Source: The Star – by Mitch Potter (Why Syria is Going to Get Worse)
He’s losing in the northwest. He’s losing in the east. He’s losing in the south.
President Bashar Assad’s days aren’t exactly numbered. Not yet, not for a while. But after four years of bludgeoning civil war, a major shift is finally afoot, with Assad’s hold over Syria shrinking, town by town, toward the hard kernels of the regime.
It’s more than just ISIS making gains as Assad’s Syria retrenches. Also front and centre is the Islamic State’s arch-rival, the fellow jihadis of al-Nusra Front — Al Qaeda In Syria — whose attempt to rebrand as the not-nearly-as-bad-guys is now being put to the test.
On Wednesday night, that test appears to have failed miserably — some might say predictably — amid reports that a rogue gang of al-Nusra fighters killed some two dozen Syrian Druze villagers in the mountain hamlet of Qalb Lawzeh.
Details of the firefight in rural Idlib province remain unclear. But for the broader Druze minority — and the Syrian Alawites and Christians trapped beneath Assad’s buckling military umbrella — the clash was quickly interpreted as precisely the sort of sectarian massacre they have feared all along.

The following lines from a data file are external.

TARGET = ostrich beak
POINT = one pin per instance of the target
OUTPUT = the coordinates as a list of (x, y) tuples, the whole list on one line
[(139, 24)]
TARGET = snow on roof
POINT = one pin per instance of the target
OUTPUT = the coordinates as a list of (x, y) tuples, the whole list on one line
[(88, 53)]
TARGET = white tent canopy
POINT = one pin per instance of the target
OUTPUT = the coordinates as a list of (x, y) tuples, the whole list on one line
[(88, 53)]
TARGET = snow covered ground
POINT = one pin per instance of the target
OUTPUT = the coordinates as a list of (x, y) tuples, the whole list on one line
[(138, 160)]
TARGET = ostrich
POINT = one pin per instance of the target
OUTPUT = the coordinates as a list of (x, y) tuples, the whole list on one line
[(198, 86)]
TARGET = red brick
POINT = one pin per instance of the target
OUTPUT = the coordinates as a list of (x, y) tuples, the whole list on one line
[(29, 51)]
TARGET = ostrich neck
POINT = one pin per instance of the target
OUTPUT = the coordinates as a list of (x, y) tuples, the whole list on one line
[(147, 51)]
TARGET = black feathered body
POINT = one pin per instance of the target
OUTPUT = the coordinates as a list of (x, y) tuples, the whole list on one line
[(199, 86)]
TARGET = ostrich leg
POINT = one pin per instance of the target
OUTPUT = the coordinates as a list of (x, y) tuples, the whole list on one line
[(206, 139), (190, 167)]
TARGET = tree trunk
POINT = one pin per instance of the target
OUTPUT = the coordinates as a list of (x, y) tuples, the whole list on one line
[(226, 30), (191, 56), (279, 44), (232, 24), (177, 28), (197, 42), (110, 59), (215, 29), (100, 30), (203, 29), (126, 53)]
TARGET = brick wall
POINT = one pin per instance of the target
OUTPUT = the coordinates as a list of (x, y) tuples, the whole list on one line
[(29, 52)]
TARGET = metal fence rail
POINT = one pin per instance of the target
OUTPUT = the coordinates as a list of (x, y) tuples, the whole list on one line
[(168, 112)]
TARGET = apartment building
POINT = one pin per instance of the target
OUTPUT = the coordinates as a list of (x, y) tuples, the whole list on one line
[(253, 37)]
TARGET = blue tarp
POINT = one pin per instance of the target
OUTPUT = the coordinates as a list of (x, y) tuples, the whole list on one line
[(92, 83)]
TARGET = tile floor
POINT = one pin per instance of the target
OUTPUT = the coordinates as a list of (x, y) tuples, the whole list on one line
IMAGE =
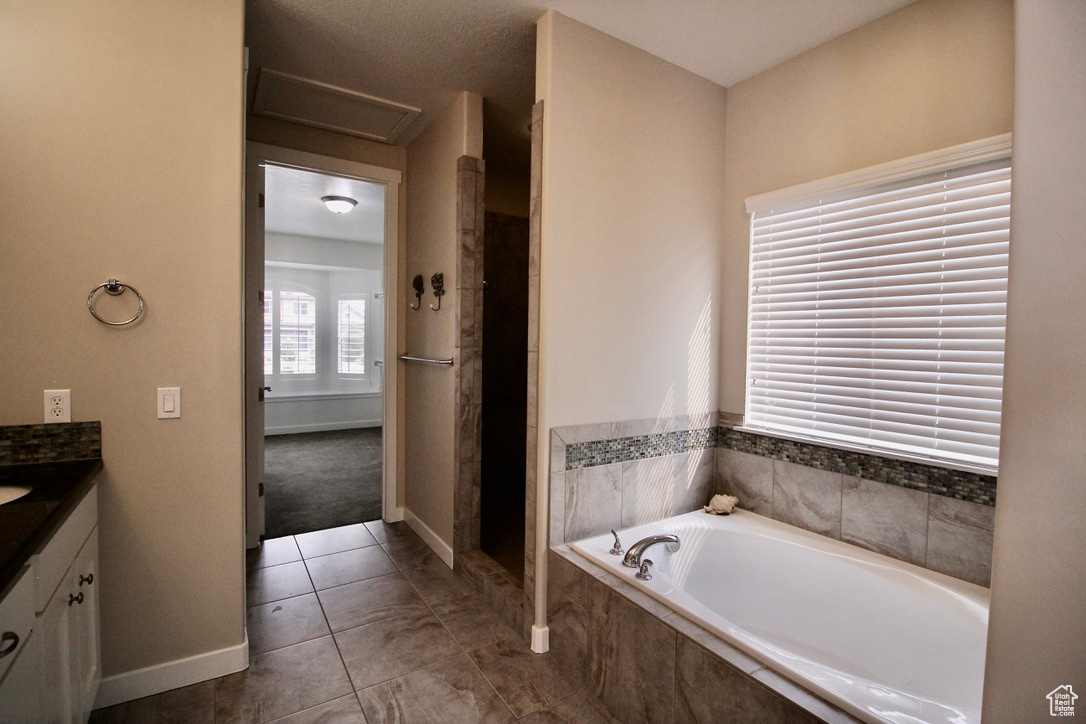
[(364, 623)]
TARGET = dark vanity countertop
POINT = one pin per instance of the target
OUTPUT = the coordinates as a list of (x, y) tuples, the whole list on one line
[(29, 521)]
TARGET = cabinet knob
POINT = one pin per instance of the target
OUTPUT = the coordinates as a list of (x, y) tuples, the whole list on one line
[(9, 636)]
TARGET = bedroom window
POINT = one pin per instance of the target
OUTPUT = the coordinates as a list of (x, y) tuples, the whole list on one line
[(878, 307)]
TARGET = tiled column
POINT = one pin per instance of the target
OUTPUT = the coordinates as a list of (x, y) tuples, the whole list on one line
[(470, 178), (531, 454)]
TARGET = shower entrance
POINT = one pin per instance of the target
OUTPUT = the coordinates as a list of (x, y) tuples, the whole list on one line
[(504, 391)]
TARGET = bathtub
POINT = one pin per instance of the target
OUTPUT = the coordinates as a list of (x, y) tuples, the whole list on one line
[(882, 639)]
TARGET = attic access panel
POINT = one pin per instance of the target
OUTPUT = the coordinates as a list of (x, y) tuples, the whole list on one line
[(323, 105)]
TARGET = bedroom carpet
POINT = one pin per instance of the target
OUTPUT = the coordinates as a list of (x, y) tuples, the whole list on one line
[(319, 480)]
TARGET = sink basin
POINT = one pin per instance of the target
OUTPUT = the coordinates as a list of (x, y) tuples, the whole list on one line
[(9, 493)]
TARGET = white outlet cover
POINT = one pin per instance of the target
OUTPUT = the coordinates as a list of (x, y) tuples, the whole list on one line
[(57, 406)]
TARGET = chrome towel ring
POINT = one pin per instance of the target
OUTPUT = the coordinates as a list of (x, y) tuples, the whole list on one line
[(114, 288)]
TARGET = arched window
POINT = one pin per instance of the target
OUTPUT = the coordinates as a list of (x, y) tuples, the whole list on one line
[(290, 332)]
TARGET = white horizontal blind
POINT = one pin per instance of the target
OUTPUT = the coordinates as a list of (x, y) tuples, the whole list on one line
[(876, 316)]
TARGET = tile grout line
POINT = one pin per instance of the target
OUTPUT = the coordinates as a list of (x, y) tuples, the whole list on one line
[(463, 651), (332, 635)]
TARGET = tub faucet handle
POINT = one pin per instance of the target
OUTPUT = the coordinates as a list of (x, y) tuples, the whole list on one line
[(617, 548)]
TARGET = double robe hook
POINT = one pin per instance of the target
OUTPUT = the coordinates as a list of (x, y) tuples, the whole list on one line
[(437, 281)]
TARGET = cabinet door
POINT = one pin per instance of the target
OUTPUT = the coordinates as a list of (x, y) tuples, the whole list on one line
[(86, 648), (22, 693), (57, 624)]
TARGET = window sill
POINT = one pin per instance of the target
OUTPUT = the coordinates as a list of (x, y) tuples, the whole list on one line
[(893, 455)]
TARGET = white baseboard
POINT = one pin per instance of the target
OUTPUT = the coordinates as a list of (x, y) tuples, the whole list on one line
[(320, 427), (541, 639), (172, 675), (443, 549)]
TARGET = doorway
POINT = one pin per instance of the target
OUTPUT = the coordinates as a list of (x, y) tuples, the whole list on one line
[(321, 408)]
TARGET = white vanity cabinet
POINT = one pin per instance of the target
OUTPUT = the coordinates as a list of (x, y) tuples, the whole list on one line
[(50, 620), (22, 664), (67, 615)]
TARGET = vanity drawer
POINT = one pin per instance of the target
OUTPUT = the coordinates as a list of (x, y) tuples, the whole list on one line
[(57, 555), (16, 619)]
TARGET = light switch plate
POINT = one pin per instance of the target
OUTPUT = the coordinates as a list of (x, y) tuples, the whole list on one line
[(169, 403)]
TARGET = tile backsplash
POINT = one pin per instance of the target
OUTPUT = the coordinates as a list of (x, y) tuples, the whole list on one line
[(618, 474), (22, 444)]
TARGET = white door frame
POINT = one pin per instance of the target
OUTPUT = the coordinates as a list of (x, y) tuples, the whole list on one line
[(256, 155)]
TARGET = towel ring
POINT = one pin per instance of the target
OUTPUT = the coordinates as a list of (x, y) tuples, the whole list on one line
[(114, 288)]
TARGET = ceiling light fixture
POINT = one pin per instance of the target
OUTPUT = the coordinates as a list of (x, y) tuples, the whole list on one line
[(339, 204)]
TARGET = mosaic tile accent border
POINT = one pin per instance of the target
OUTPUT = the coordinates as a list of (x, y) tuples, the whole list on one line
[(623, 449), (914, 475), (21, 444)]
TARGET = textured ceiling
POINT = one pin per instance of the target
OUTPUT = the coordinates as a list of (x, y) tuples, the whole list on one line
[(293, 206), (424, 52)]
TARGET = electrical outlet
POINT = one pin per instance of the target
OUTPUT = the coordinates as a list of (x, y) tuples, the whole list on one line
[(58, 406)]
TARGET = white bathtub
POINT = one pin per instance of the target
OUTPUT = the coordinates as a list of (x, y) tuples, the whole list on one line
[(885, 640)]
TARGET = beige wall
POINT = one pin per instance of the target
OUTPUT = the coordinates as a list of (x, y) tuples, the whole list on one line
[(431, 248), (1037, 631), (630, 253), (122, 157), (934, 74), (632, 176)]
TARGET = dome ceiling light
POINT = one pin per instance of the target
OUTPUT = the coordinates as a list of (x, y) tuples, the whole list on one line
[(339, 204)]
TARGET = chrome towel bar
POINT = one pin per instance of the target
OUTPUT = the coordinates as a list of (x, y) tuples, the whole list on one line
[(427, 360)]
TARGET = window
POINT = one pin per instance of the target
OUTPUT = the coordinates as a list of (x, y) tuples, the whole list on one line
[(878, 307), (351, 337), (290, 344), (321, 330)]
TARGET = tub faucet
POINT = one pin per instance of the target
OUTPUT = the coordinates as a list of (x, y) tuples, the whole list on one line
[(632, 558)]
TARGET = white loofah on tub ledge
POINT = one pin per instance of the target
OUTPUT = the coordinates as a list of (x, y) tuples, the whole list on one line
[(721, 505)]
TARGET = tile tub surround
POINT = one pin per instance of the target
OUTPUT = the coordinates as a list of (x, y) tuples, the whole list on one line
[(924, 478), (22, 444), (624, 473), (647, 663), (617, 474), (939, 533)]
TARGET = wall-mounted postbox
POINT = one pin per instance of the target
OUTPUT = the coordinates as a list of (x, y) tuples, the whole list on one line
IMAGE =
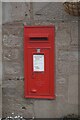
[(39, 62)]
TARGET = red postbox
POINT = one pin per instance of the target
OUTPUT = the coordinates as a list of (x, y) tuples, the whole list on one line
[(39, 63)]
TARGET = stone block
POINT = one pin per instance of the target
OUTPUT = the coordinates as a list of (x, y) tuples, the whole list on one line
[(12, 41), (68, 55), (63, 68), (10, 54), (12, 68), (53, 11), (73, 89), (15, 11), (14, 101), (61, 87), (74, 34)]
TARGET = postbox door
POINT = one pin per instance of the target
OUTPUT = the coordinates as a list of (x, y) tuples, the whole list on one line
[(39, 81)]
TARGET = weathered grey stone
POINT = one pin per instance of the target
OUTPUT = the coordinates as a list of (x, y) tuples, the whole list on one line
[(61, 85), (12, 41), (15, 11), (13, 95), (52, 11), (13, 68), (11, 54), (73, 89)]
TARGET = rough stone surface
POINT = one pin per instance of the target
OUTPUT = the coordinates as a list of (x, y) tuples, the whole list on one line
[(66, 60)]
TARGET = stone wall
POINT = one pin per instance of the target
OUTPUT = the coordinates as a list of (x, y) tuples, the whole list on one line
[(15, 16)]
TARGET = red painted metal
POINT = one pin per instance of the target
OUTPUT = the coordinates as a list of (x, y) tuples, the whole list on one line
[(39, 40)]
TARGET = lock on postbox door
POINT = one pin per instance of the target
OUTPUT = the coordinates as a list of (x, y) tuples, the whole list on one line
[(39, 62)]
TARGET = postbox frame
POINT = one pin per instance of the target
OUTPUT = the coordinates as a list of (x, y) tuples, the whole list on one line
[(26, 87)]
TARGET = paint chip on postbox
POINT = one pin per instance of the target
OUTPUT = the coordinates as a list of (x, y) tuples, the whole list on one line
[(38, 63)]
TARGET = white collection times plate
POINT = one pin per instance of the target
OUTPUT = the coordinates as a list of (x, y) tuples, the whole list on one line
[(38, 63)]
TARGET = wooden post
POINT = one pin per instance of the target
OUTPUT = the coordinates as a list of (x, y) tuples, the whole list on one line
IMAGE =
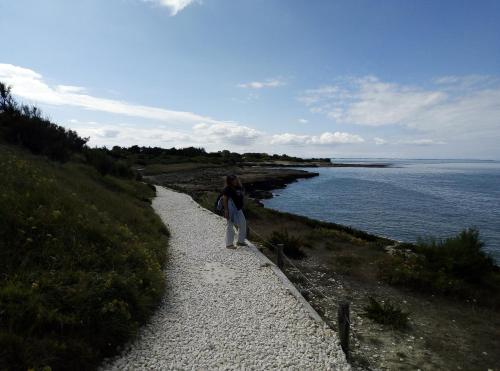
[(343, 319), (279, 256)]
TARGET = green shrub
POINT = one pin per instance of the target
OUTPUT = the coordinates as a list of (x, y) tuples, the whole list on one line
[(386, 314), (457, 266), (292, 245), (80, 262), (24, 125)]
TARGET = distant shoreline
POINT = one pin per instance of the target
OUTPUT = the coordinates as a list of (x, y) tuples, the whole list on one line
[(317, 164)]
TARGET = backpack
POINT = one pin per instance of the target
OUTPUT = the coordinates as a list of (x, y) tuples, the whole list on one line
[(219, 205)]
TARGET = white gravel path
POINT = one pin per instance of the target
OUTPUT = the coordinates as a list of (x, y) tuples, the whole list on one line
[(223, 308)]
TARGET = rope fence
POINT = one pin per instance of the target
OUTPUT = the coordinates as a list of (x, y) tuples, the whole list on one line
[(343, 312)]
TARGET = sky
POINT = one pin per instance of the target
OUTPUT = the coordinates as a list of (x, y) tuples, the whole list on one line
[(353, 78)]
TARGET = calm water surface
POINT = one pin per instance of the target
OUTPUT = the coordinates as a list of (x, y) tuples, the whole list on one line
[(410, 199)]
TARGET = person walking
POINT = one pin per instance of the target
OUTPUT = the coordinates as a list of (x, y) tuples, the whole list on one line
[(233, 204)]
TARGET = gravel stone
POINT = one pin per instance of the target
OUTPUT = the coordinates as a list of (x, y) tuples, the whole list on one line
[(223, 309)]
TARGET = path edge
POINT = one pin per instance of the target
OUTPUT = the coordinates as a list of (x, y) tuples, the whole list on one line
[(289, 286)]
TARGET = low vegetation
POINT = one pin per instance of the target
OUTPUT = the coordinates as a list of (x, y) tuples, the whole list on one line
[(292, 245), (456, 266), (81, 250), (386, 313)]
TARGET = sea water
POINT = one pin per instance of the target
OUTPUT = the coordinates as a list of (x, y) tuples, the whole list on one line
[(408, 200)]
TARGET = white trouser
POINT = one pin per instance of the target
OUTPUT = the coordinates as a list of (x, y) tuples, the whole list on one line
[(236, 218)]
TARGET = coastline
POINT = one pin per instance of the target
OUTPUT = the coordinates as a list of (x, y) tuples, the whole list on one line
[(342, 263)]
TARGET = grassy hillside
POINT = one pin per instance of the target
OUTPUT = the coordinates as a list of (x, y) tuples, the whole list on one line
[(81, 250)]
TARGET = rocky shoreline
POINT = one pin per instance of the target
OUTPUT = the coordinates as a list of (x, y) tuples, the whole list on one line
[(259, 181)]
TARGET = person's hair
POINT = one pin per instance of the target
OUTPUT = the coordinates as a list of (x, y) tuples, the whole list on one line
[(229, 180)]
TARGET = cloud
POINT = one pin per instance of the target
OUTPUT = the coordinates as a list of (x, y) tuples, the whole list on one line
[(174, 6), (269, 83), (226, 132), (30, 85), (102, 134), (452, 105), (422, 142), (326, 138), (379, 141)]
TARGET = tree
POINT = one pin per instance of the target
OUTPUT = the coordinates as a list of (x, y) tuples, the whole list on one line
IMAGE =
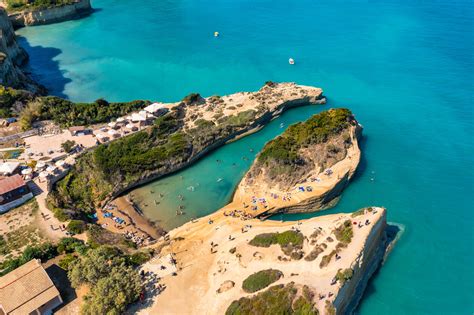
[(113, 293), (76, 226), (68, 145), (114, 284), (96, 264)]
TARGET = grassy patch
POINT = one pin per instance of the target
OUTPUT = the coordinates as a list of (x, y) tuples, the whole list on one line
[(344, 232), (329, 307), (327, 259), (319, 128), (18, 5), (315, 252), (344, 275), (260, 280), (291, 242), (283, 239), (361, 212), (279, 299)]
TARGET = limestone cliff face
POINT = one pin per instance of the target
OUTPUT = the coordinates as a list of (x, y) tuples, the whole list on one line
[(12, 56), (51, 15), (370, 258)]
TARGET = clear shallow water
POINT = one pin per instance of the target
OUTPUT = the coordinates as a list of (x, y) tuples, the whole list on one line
[(405, 69)]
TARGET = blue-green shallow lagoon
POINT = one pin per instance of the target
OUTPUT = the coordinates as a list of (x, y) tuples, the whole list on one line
[(405, 68)]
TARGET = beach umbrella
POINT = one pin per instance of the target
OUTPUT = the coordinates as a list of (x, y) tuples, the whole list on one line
[(70, 160), (26, 171), (59, 163), (50, 169)]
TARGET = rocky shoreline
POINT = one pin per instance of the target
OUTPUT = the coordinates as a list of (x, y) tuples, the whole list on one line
[(56, 14), (12, 58), (200, 274)]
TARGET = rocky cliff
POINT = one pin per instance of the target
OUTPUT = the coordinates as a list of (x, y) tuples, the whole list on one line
[(329, 262), (364, 266), (12, 56), (62, 13)]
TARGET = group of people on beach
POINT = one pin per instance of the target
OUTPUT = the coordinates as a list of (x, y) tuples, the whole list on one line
[(132, 233), (238, 214)]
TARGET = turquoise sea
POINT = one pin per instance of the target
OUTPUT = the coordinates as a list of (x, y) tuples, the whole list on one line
[(404, 67)]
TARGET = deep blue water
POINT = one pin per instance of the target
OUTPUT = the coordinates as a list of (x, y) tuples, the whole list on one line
[(405, 69)]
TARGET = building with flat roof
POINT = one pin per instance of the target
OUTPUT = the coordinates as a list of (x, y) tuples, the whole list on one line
[(13, 192), (8, 168), (28, 290)]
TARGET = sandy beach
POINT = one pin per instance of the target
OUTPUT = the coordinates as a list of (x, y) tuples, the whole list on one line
[(201, 273)]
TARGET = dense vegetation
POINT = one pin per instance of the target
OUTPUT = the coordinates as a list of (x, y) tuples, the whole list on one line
[(18, 5), (344, 275), (66, 113), (157, 150), (44, 252), (279, 299), (260, 280), (283, 239), (120, 162), (344, 232), (10, 98), (113, 281), (319, 128), (291, 242)]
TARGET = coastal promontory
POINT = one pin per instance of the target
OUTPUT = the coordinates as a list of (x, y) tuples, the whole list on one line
[(29, 13), (191, 129)]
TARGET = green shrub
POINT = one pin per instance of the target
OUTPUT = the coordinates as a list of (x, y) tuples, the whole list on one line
[(76, 226), (344, 275), (70, 245), (44, 252), (68, 145), (329, 307), (283, 239), (327, 259), (278, 299), (344, 232), (139, 258), (318, 129), (191, 98), (260, 280), (66, 261)]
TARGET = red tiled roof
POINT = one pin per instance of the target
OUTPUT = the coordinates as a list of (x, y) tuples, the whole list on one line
[(11, 183), (76, 128)]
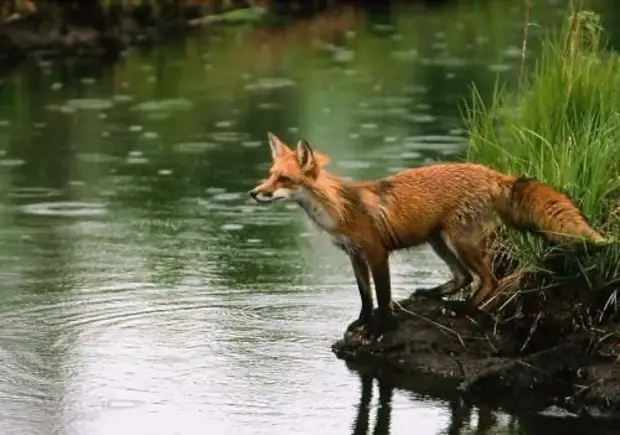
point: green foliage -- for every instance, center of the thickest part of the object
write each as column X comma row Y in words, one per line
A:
column 561, row 126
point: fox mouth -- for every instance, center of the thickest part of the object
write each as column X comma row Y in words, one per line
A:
column 264, row 199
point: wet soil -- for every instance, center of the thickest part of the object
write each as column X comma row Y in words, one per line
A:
column 529, row 363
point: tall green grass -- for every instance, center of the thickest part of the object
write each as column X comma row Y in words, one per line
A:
column 561, row 126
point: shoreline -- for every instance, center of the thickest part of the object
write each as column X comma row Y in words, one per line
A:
column 53, row 33
column 476, row 359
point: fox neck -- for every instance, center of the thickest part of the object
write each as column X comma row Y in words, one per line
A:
column 323, row 202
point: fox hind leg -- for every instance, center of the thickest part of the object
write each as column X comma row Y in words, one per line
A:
column 461, row 276
column 470, row 250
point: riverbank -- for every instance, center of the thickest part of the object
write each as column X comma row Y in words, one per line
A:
column 90, row 30
column 506, row 362
column 550, row 336
column 54, row 29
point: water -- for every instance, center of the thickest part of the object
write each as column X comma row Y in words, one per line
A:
column 143, row 289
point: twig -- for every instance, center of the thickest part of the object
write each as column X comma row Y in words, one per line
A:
column 484, row 332
column 528, row 6
column 612, row 298
column 438, row 325
column 532, row 330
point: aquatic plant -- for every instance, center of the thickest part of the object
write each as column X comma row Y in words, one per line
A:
column 560, row 125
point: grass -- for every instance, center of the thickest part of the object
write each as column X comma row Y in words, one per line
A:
column 561, row 126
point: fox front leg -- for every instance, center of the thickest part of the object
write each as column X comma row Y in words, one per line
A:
column 362, row 278
column 383, row 290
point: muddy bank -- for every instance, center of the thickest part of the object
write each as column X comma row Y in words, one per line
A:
column 525, row 363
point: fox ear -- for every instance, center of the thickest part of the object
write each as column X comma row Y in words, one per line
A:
column 278, row 148
column 305, row 156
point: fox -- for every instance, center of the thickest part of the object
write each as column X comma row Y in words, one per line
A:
column 447, row 205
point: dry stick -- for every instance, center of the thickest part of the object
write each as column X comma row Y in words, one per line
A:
column 438, row 325
column 532, row 330
column 484, row 332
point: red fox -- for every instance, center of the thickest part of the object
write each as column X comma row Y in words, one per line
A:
column 447, row 205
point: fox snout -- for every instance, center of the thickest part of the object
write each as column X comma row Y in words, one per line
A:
column 259, row 196
column 263, row 194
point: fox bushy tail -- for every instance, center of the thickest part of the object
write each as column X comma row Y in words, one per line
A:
column 529, row 204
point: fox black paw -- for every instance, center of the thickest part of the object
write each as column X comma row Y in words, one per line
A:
column 428, row 293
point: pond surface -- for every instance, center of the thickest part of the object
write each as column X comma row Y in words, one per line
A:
column 142, row 291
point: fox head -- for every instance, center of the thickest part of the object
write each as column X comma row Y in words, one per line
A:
column 291, row 171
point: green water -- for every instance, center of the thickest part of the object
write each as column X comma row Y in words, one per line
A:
column 142, row 291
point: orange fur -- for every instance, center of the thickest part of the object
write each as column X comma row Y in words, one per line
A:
column 451, row 206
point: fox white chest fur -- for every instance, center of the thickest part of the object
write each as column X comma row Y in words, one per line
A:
column 315, row 210
column 322, row 219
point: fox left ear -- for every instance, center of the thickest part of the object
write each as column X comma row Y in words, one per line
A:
column 305, row 156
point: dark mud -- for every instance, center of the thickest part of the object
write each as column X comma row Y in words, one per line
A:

The secretive Druze faith, like the larger Alawite minority to which Assad belongs, is an ancient offshoot of Shiite Islam. Apostates in the view of many of the Sunni Muslim hardliners fighting for al-Nusra and virtually everyone aligned with the Islamic State.
But with the now evident backing of Qatar, Turkey and Saudi Arabia, Jabhat al-Nusra is striving to set itself apart from ISIS. Last month, in a controversial interview with Al Jazeera Arabic, al-Nusra’s elusive leader, Abu Mohammad al-Jolani, donned a cloak of nationalism, softening his rhetoric on minorities. All are Syrians, all will be welcomed “into the bosom of Islam” once Assad is gone, vowed Jolani.
Amid reports of the Druze killings on Wednesday, Human Rights Watch director Kenneth Roth called out al-Nusra on Twitter, saying, “not the needed Assad antidote.”
The deaths come amid a grim spike in hateful incitement as some work to conflate the conflict in Syria with the broader regional Sunni-Shia divide. In one particularly shocking exchange last month, also on Al Jazeera Arabic, broadcaster Faisal al-Kasim polled his viewers on the question of whether Syria’s Alawites had brought perdition upon themselves.
“The question perhaps should be,” Kasim then clarified, shouting over at least one outraged guest, “should we wipe out these Alawites in their entirety, including their children?”
The worry that Syria might devolve into sectarian slaughter is far from new. But with the rebel coalition led by al-Nusra now within striking range of several enclaves in which large numbers of Syria’s minorities reside, the question takes on new urgency.
Yet even the word urgent is one that many close observers find abhorrent, coming this deep into the conflict. One frontline Human Rights Watch field researcher contacted by the Star this week acknowledged the “real worries” of something worse that what we have already seen since violence erupted in 2011.
But to say now that the international community should rally to the rescue of Syria’s minorities after relative indifference to the quarter of a million already dead, the one million already wounded and the eight million already displaced by Assad’s war on his own people is a bit rich, to say the least.
“There is a real cause for concern. But at the same time the international community has been absent on the protection of any civilians in Syria, including sectarian killings that targeted the Sunni majority,” said researcher Nadim Houry.
Best estimates to date suggest some 40 per cent of Syria’s war casualties — as many as 100,000 people — were innocent civilians. And the vast majority of those belonged to Syria’s Sunni majority, felled by everything from barrel bombs to chlorine gas. In at least two villages, Human Rights Watch has documented massacres of Sunni civilians by pro-government forces.
So by all means care about Syria’s minorities. Care about the threats today, and the possibly grim reality to come, when a Sunni majority that has suffered under not one but two generations of Assads prevails.
But let’s not pretend they are the first civilians at risk.
Any effort to rally around Syria’s minorities now risks “causing a backlash in Syria amongst a majority that feels it has suffered the most amongst (global) indifference,” said Houry.